Royal College of GP’s ‘sets the record straight’ on remote doctor consultations

A phone first system adopted by most GP surgeries at the start of the pandemic is "here to stay", the Royal College of GPs (RCGPs) in Northern Ireland has said.

The RCGP’s position was made clear to the BBC’s reporter Marie Louise Connolly on Radio Ulster on Wednesday morning (13 April).

The Royal College of General Practitioners in Northern Ireland has issued the following statement, following the reports about GP consultation methods post-pandemic.

A spokesperson for RCGP said: “General practice did not enter the Covid-19 pandemic in a good place, following decades of underinvestment in our services and poor workforce planning.

“This, coupled with rising demand, left GP services in a challenging place. GPs quickly adapted to new ways of working, virtually overnight, at the start of the pandemic, adhering to Government mandated infection control guidance. This meant patients were able to access healthcare safely throughout the worst of Covid-19.

“We have always been very clear that post-pandemic, patients should be able to access GP care and services in a variety of ways, based on their health needs and preferences – and current data shows this is happening.

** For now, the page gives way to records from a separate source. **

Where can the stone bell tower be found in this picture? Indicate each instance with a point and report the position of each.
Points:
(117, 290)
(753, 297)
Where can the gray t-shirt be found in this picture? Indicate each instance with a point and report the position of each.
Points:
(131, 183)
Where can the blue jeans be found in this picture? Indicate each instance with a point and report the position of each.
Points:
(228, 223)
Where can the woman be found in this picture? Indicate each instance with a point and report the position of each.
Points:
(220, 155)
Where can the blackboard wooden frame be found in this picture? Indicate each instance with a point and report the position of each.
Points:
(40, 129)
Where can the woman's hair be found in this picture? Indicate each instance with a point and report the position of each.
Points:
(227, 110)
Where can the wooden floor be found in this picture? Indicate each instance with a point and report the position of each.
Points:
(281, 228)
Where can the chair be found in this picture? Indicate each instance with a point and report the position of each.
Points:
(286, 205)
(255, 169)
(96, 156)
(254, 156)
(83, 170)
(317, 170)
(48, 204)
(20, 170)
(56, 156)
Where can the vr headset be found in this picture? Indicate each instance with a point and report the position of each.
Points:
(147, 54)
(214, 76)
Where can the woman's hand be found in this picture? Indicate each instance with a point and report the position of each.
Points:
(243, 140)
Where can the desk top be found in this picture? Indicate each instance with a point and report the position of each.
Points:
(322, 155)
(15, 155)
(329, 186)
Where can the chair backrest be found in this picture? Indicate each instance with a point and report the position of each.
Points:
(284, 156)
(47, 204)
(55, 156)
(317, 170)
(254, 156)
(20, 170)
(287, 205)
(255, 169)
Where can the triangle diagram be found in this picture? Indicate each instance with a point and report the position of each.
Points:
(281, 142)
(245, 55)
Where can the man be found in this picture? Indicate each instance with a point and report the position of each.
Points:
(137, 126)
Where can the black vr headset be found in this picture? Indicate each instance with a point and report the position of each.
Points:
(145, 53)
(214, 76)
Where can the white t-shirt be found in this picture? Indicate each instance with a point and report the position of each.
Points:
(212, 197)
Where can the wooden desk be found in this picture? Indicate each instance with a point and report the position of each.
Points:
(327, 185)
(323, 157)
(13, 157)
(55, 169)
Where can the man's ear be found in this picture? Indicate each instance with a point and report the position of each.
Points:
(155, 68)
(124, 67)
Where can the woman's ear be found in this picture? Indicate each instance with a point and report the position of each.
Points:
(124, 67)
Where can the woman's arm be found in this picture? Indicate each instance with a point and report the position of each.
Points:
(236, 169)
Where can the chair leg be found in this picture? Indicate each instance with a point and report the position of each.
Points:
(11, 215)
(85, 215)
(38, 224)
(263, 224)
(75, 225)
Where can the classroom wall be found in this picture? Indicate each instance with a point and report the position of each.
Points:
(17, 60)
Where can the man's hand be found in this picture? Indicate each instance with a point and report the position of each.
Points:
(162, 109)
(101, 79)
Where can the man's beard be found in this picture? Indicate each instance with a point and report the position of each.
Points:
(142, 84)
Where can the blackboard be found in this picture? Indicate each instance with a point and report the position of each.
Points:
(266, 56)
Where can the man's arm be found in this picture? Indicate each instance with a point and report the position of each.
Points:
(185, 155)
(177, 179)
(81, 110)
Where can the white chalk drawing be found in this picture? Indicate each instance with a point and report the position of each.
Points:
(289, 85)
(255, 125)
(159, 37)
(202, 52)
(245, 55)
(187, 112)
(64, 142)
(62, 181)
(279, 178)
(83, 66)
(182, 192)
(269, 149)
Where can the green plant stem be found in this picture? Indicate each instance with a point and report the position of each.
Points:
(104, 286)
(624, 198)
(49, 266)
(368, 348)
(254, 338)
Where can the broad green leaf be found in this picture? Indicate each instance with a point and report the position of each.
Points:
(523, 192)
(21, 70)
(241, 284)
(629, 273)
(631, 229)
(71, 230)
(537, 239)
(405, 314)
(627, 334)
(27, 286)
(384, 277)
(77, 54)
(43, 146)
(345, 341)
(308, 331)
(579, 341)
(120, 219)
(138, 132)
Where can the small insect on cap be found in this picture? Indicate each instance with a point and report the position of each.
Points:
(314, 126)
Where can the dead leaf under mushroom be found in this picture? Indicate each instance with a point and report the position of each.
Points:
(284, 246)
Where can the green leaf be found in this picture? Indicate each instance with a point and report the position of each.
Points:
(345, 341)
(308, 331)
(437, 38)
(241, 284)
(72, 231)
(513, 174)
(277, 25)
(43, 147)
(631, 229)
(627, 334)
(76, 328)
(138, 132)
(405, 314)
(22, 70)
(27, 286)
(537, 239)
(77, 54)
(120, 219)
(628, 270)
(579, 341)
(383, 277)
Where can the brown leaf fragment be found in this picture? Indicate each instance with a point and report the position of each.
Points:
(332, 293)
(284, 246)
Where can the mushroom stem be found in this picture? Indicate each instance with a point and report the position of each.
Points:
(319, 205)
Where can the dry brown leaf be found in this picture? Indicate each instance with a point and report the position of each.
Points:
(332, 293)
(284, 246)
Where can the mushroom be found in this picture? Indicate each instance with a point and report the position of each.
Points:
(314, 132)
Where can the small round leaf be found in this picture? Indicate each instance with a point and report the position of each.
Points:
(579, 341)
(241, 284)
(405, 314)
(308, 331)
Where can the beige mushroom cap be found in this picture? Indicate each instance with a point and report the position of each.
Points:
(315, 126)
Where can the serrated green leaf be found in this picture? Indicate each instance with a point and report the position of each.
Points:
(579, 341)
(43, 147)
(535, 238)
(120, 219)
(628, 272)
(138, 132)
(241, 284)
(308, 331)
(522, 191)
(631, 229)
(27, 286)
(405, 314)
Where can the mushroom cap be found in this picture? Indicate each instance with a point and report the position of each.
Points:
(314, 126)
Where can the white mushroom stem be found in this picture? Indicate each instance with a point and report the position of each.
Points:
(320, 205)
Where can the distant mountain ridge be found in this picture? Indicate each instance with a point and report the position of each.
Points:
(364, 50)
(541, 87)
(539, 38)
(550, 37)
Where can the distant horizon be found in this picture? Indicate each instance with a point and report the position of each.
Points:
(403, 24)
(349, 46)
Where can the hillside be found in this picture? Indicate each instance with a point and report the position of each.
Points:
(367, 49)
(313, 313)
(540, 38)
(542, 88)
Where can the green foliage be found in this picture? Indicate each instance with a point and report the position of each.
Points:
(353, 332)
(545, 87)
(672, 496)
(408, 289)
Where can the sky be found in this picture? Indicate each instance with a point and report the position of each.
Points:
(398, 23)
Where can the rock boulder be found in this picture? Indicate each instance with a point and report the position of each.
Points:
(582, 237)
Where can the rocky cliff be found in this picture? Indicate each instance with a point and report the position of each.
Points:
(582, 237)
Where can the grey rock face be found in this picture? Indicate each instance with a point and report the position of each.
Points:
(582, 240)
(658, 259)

“Many patients prefer to see their GP in person, but good, safe, and appropriate clinical care is being delivered remotely.

“There are also many patients who find this way of accessing care convenient, including those with work or caring responsibilities.

“We also acknowledge that many patients are having difficulties getting through and it is vital that that there is significant investment in our telephony systems, to allow surgeries to manage the huge volume of calls.

“We are clear that the method of consultation should be a shared decision between patient and GP.

“The Royal College of General Practitioners is a network of more than 52,000 family doctors working to improve care for patients.”